On the New York Stock Exchange that day, the blue-chip Dow Jones Industrial Average closed at 41,860.44, down 816.8 points (1.91%) from the previous session. The large-cap S&P 500 index dropped 95.85 points (1.61%) to 5,844.61, while the tech-heavy Nasdaq index fell 270.07 points (0.38%) to 18,872.64.


U.S. Treasury yields surged, particularly in long-term maturities, fueling a wave of stock selling. The yield on the 10-year Treasury note, a global benchmark, rose 11 basis points (1bp=0.01 percentage point) from the previous session to 4.59%. The 30-year Treasury yield also jumped 11 basis points to 5.08%, marking its highest level since late October 2023.


As former President Trump pressured the Republican Party to pass a "mega bill" containing large-scale tax cuts expected to further worsen the fiscal deficit, a surge in Treasury yields ensued. The previous day, Trump warned Republican lawmakers that those who opposed the bill would be "ousted" in the next election. According to major institutions such as the Congressional Budget Office (CBO) and Moody's, if the bill passes, tax revenues are expected to decrease by at least $3 trillion. After Republican leaders resolved internal disagreements and decided to bring the bill to a House vote that night, concerns over a worsening fiscal deficit intensified.


Weak demand at a U.S. Treasury auction further accelerated the rise in yields. The U.S. Treasury Department held an auction for $16 billion in 20-year bonds that day. Due to sluggish investor demand, the auction yield reached 5.047%, the highest since 2020, and 46 basis points higher than the six-month average of 4.613%.


After global credit rating agency Moody's downgraded the U.S. sovereign credit rating, citing federal debt issues, Trump's push for tax cuts has amplified investor concerns over a deteriorating fiscal deficit.
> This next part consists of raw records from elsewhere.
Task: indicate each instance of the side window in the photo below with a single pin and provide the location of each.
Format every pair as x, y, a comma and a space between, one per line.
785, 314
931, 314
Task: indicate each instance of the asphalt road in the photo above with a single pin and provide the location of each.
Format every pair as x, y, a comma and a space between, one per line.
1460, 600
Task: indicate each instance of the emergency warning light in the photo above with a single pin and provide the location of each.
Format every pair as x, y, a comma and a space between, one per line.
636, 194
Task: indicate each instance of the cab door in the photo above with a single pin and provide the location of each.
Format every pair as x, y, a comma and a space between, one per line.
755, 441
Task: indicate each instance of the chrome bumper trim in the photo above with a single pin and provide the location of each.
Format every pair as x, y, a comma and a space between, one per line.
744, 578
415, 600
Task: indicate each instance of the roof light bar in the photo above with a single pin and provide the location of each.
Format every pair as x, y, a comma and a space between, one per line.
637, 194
The market now expects U.S. Treasury yields to rise even further. If the government runs a larger deficit, it will need to issue more Treasuries to cover the gap, but if there are not enough investors to absorb the increased supply, higher yields will be required to attract buyers.
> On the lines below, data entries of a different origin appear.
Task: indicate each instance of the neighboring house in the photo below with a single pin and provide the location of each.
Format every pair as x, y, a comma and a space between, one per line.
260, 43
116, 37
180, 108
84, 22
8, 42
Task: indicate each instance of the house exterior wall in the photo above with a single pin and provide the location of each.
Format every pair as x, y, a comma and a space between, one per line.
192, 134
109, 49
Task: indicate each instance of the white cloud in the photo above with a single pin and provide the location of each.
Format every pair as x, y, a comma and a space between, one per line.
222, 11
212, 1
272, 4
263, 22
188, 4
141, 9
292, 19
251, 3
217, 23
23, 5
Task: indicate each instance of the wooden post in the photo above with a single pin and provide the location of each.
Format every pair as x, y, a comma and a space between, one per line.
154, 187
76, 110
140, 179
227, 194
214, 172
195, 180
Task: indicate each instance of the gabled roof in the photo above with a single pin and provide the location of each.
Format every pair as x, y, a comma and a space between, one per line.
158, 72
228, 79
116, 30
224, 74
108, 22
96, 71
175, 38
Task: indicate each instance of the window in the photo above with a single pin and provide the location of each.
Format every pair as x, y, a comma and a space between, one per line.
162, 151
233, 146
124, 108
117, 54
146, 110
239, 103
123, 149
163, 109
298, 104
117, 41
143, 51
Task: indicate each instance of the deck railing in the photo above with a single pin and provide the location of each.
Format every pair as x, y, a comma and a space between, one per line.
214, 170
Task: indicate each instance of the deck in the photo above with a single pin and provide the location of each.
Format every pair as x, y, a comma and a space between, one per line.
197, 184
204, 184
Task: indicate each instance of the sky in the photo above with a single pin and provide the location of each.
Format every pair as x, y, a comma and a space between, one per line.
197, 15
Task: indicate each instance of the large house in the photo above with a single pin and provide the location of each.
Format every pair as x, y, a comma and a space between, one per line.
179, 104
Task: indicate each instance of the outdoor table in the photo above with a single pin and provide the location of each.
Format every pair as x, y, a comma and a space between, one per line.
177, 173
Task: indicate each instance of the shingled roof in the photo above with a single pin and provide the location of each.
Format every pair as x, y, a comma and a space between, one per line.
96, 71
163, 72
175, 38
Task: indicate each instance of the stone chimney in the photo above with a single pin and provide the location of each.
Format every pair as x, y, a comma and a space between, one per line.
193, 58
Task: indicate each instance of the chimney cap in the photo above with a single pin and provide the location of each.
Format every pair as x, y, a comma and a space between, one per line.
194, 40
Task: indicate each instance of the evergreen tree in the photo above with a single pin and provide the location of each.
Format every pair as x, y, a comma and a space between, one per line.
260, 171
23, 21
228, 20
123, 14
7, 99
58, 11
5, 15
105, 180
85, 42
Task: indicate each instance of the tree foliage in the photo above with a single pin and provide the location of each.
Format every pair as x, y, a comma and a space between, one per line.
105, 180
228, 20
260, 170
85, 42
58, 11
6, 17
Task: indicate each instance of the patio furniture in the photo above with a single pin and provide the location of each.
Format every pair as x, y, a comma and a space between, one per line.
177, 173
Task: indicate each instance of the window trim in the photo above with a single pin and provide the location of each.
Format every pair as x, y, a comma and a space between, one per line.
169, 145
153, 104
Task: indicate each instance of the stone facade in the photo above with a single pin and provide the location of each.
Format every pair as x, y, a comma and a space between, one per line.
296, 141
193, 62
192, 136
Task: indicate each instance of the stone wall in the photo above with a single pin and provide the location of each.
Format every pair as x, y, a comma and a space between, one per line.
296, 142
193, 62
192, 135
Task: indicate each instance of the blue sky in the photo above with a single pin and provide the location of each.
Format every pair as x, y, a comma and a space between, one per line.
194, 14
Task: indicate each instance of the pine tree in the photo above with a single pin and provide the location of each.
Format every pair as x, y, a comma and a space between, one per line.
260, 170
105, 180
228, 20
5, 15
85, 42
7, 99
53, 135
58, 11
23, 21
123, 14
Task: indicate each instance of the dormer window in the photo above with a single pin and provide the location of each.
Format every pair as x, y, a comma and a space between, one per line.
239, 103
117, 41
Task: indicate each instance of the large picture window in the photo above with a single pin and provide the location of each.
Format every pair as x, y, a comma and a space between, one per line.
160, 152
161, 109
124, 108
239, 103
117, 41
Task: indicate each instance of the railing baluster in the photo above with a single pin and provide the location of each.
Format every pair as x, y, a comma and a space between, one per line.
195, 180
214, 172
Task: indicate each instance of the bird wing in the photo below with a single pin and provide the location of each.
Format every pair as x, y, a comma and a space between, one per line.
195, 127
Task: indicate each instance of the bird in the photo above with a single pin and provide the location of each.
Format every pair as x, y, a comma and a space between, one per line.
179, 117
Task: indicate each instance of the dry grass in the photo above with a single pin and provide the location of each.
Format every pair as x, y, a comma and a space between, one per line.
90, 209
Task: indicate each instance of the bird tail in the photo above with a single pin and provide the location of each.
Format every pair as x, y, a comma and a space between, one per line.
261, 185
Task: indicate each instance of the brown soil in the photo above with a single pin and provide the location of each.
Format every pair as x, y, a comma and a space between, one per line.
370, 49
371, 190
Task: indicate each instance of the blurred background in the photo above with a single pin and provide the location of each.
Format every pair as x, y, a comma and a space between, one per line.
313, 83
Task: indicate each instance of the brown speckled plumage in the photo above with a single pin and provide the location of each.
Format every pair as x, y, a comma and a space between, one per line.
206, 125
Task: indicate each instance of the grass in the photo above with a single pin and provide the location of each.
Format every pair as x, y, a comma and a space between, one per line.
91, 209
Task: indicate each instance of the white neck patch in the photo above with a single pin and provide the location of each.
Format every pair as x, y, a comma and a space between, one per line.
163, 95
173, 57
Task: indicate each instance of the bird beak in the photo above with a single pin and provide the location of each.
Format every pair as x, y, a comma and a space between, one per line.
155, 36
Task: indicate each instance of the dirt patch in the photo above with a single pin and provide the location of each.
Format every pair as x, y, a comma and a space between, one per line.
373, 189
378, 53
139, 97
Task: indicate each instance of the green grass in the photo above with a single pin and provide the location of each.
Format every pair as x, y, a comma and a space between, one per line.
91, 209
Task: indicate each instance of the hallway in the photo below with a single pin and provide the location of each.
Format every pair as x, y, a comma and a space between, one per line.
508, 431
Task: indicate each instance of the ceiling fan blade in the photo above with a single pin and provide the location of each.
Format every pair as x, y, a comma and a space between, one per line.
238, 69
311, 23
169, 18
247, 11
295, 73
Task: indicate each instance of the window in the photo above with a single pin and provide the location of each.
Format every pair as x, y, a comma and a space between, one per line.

The sharp rise in U.S. Treasury yields is a significant burden on the global economy. The 10-year U.S. Treasury yield serves as a benchmark for all borrowing costs, ranging from mortgage loans to corporate lending.


Lindsey Rosner, Head of Multi-Sector Fixed Income at Goldman Sachs Asset Management, commented on bond yields, saying, "The trend from here is clearly higher," and added, "The core issue is skepticism over fiscal matters. This is not just a U.S. problem, but a global one."
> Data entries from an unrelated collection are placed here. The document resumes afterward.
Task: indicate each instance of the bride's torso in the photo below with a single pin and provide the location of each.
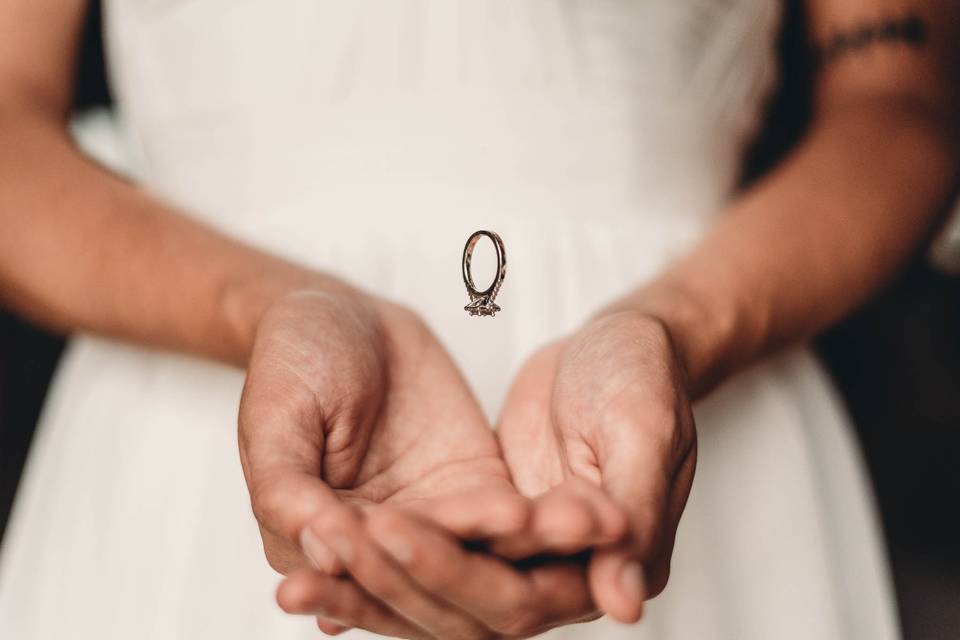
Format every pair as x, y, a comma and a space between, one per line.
371, 137
566, 107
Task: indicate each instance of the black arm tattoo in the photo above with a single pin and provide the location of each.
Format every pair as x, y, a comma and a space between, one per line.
909, 30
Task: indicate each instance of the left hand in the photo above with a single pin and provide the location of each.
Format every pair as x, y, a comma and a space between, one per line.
609, 405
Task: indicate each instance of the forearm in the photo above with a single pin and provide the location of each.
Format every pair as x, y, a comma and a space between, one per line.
810, 243
82, 249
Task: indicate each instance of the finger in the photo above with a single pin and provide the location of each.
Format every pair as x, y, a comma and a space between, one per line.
488, 589
571, 517
478, 515
283, 503
330, 628
339, 602
641, 478
381, 577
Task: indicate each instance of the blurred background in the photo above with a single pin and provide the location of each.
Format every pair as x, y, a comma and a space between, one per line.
896, 362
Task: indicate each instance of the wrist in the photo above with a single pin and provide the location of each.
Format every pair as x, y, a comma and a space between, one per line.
244, 302
710, 335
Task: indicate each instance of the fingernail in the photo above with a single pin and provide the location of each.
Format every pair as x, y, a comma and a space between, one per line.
319, 553
397, 546
632, 584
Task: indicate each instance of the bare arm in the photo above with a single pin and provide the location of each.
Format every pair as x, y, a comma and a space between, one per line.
80, 248
852, 203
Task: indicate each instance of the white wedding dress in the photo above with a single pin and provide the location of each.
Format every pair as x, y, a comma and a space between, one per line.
369, 138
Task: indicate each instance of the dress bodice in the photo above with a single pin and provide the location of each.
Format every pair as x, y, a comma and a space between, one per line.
572, 106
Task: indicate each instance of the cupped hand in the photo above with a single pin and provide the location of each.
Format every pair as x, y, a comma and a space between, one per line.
351, 401
364, 449
608, 406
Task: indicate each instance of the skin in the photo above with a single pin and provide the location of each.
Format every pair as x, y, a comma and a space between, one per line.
368, 518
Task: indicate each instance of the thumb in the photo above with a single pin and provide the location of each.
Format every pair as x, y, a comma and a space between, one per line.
639, 473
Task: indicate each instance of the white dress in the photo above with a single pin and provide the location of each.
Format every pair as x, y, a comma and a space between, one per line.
370, 138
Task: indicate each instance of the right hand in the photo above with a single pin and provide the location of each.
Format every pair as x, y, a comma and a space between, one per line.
349, 401
357, 430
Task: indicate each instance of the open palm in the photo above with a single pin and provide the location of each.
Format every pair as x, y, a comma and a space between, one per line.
351, 401
608, 406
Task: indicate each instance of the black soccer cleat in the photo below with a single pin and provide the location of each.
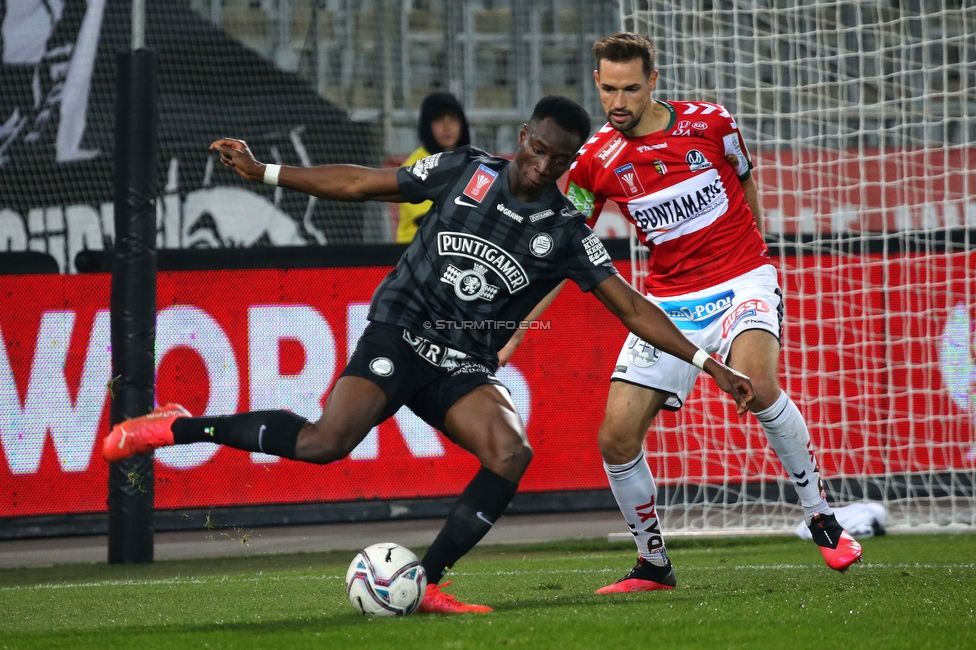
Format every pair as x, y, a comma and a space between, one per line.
643, 577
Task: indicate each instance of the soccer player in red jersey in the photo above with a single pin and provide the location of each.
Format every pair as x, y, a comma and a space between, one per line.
681, 173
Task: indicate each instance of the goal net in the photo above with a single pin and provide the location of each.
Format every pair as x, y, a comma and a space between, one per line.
861, 120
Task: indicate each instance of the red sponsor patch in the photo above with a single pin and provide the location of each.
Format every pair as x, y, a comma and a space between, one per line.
480, 183
629, 180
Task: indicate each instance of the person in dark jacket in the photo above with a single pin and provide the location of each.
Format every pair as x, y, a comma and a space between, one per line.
443, 127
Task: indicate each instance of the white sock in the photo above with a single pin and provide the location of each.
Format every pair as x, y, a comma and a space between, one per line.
633, 487
788, 436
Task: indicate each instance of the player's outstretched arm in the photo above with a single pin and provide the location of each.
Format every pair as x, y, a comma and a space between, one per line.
648, 321
337, 182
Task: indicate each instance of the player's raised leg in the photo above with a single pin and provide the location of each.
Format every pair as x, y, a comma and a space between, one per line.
485, 423
756, 352
353, 407
630, 410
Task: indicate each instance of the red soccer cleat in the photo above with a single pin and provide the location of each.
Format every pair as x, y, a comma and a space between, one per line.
437, 602
643, 577
142, 434
839, 549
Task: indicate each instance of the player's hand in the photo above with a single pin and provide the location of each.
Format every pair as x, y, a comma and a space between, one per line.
734, 383
236, 154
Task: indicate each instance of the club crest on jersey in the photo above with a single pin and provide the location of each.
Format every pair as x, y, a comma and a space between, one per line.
541, 245
627, 176
642, 354
696, 160
470, 284
472, 247
480, 183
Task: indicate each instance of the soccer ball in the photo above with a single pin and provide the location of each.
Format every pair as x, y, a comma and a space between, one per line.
385, 580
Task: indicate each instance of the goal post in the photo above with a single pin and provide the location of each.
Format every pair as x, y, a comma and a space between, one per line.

Sam Stovall, Chief Investment Strategist at CFRA Research, stated, "From a fiscal perspective, the key questions now are what this tax law will look like, and whether simply slowing the pace of debt growth will undermine fiscal tightening in a potential second Trump term." He pointed out, "Investors are concerned that we are taking no action to slow inflation or reduce debt, which is why the 10-year Treasury yield is surging."


Additionally, ongoing uncertainty over tariffs and persistent concerns about stagflation (rising prices amid economic stagnation) are also contributing to instability in the stock market.


By sector, major U.S. retailer Target fell 5.21%. The company lowered its annual sales outlook after first-quarter sales missed expectations, and due to consumer backlash over tariff uncertainty and the discontinuation of its DEI (Diversity, Equity, and Inclusion) policies. Walmart and Home Depot dropped 1.4% and 1.65%, respectively. Technology stocks were also weak, with Nvidia down 1.92%, Apple down 2.31%, and Tesla down 2.68%.